McConnell, 71, said the coming wave of debt is being driven by something positive—Americans are living longer and collecting entitlement benefits for a longer period of time. “It is a tribute to our magnificent health care system, if we haven’t completely fouled it up [with Obamacare],” he said at a Washington summit for the American Bankers Association.

As McConnell, sees it—demographics are a driver of debt that causes anemic economic growth. Compare that conclusion to the analysis of the fiscal 2014 budget proposal from Obama.

The exhaustive document also grapples with the demographics of an aging population, noting that a graying population means more Americans will be retired and the labor participation rate will fall.

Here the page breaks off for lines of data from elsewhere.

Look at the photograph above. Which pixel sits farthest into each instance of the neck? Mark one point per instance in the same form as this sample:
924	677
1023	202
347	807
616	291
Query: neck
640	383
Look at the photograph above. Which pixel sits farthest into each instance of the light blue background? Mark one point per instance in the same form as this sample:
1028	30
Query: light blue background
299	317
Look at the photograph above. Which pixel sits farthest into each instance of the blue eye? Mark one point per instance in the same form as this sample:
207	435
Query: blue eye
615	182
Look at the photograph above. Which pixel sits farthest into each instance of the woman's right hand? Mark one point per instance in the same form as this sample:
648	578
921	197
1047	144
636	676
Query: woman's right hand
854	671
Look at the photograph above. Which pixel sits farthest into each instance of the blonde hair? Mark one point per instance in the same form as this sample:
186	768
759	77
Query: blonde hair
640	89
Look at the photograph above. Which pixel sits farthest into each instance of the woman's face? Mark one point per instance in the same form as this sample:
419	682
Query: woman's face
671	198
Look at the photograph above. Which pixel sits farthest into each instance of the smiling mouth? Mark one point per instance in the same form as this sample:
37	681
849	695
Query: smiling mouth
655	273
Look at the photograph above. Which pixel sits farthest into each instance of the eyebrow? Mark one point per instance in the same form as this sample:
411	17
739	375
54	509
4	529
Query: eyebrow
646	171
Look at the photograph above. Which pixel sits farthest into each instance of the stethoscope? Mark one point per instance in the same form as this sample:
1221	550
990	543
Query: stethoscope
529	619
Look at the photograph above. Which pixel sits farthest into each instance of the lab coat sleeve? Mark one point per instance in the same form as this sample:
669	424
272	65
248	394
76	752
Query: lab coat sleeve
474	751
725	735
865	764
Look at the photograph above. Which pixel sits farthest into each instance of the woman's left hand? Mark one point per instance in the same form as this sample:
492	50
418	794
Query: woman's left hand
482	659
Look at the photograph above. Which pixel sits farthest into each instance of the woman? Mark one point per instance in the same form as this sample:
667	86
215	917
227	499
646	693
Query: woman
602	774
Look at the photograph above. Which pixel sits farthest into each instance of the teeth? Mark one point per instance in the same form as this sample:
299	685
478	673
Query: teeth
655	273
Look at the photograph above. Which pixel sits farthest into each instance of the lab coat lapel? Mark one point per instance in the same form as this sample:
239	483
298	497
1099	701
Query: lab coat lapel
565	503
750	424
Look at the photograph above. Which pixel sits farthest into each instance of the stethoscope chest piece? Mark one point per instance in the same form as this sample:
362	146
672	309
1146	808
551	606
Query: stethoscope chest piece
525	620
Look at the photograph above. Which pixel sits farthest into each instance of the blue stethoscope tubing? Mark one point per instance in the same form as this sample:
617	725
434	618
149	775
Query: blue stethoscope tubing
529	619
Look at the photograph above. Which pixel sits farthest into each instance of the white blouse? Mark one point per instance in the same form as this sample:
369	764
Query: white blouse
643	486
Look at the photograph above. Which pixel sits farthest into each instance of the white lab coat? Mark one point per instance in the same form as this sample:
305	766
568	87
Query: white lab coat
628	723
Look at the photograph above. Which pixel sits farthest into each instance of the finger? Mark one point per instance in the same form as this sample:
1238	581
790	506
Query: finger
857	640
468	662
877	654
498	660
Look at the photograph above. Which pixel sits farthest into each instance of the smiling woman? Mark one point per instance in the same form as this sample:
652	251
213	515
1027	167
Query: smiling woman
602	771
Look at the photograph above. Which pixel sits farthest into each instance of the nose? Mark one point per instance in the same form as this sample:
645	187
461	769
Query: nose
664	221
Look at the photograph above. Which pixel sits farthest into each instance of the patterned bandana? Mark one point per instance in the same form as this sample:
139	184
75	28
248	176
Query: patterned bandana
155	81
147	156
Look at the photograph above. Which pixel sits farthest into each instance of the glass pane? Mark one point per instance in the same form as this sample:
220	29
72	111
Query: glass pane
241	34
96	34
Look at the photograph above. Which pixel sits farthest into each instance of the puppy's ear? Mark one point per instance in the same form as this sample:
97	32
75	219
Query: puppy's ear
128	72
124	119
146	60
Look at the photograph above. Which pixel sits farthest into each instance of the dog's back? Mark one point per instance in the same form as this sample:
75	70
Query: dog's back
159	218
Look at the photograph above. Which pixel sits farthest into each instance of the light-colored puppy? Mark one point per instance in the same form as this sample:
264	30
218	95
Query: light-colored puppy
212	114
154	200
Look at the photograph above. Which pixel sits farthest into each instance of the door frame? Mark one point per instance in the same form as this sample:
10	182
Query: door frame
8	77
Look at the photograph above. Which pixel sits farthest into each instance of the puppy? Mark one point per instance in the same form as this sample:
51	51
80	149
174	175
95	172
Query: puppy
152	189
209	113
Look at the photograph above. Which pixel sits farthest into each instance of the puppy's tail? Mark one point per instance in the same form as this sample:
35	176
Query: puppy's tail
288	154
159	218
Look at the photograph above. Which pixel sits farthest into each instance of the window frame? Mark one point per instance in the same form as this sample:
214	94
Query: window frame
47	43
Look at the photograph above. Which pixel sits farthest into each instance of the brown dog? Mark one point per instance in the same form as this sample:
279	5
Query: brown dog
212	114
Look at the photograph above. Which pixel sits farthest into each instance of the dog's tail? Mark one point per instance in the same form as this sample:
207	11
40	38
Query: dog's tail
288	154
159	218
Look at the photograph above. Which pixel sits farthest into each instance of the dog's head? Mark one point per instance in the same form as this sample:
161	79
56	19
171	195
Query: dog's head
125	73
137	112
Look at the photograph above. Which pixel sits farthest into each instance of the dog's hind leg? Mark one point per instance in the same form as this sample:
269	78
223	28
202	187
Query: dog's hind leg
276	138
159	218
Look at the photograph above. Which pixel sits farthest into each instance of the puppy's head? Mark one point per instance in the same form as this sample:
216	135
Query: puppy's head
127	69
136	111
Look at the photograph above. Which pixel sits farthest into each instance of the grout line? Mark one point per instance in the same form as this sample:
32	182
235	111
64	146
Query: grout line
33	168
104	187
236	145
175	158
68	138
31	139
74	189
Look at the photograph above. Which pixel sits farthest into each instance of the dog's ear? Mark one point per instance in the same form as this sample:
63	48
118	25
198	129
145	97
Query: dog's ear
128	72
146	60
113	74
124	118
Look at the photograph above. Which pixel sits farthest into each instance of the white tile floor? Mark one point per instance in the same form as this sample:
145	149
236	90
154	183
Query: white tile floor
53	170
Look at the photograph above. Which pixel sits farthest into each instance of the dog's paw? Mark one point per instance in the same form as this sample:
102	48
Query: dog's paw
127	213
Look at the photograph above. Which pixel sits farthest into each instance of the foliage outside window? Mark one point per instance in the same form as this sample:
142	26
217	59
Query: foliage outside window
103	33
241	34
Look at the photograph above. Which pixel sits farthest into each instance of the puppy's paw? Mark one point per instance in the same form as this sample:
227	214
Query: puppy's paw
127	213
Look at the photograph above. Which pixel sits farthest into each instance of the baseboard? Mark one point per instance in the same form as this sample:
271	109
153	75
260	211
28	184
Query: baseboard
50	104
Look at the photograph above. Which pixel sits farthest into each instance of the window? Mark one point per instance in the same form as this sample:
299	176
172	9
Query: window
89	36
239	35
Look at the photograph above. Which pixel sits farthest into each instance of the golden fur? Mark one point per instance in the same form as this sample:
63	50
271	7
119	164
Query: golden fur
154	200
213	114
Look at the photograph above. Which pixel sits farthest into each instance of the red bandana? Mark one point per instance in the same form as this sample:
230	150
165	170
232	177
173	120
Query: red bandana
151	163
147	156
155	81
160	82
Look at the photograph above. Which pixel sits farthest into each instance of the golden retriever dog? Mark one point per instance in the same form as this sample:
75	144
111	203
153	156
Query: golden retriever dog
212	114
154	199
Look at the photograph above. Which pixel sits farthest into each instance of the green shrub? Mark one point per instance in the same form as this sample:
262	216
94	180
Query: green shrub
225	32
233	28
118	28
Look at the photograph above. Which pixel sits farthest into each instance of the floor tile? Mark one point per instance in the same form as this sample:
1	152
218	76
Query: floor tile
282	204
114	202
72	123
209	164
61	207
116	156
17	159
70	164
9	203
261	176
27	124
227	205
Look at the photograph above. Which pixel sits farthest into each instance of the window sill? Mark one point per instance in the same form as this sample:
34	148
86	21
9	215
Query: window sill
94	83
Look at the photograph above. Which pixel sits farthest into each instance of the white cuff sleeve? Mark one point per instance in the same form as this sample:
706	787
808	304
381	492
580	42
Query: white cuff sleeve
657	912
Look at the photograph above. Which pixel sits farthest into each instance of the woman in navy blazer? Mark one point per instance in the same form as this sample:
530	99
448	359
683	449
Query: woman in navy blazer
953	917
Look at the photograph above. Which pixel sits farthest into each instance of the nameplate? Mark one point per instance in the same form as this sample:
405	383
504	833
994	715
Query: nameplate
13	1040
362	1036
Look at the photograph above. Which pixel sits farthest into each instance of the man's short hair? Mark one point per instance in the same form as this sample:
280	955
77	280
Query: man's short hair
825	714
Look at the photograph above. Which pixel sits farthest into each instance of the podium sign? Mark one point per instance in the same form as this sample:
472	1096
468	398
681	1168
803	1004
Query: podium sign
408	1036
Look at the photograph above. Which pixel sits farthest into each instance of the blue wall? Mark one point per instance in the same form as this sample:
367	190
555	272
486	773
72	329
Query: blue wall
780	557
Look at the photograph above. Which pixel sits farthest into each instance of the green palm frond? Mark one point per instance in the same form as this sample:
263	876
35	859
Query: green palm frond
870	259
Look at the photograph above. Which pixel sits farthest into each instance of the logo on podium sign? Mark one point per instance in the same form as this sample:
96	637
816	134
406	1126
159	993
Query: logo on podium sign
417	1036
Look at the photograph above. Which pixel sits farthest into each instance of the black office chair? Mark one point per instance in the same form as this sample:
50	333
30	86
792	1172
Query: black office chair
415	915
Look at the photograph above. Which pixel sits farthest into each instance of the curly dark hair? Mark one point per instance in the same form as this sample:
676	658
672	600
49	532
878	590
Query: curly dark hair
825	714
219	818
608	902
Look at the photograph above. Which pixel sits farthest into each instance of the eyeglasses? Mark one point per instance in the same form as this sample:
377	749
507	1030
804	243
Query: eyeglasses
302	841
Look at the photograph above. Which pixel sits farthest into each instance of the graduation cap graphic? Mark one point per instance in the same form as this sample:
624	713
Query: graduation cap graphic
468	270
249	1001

When a smaller percentage of the country holds jobs, average economic growth will be much lower than it was in previous decades. Without the usual increases in employment and wages, it becomes more difficult for the government to bank on the same revenue increases that occurred in the past.

From this angle, demographics are a driver of low growth that will create debt pressures. 

Even if both points are valid, debate will persist and heat up next month as the country once again breaches the debt ceiling. House Republicans have insisted on more spending cuts to offset any increase in borrowing authority, while the administration has maintained that the economy should be held hostage in this manner.

Despite all the gridlock, what both sides can agree upon is this: high debt and low growth is no way to treat the economy.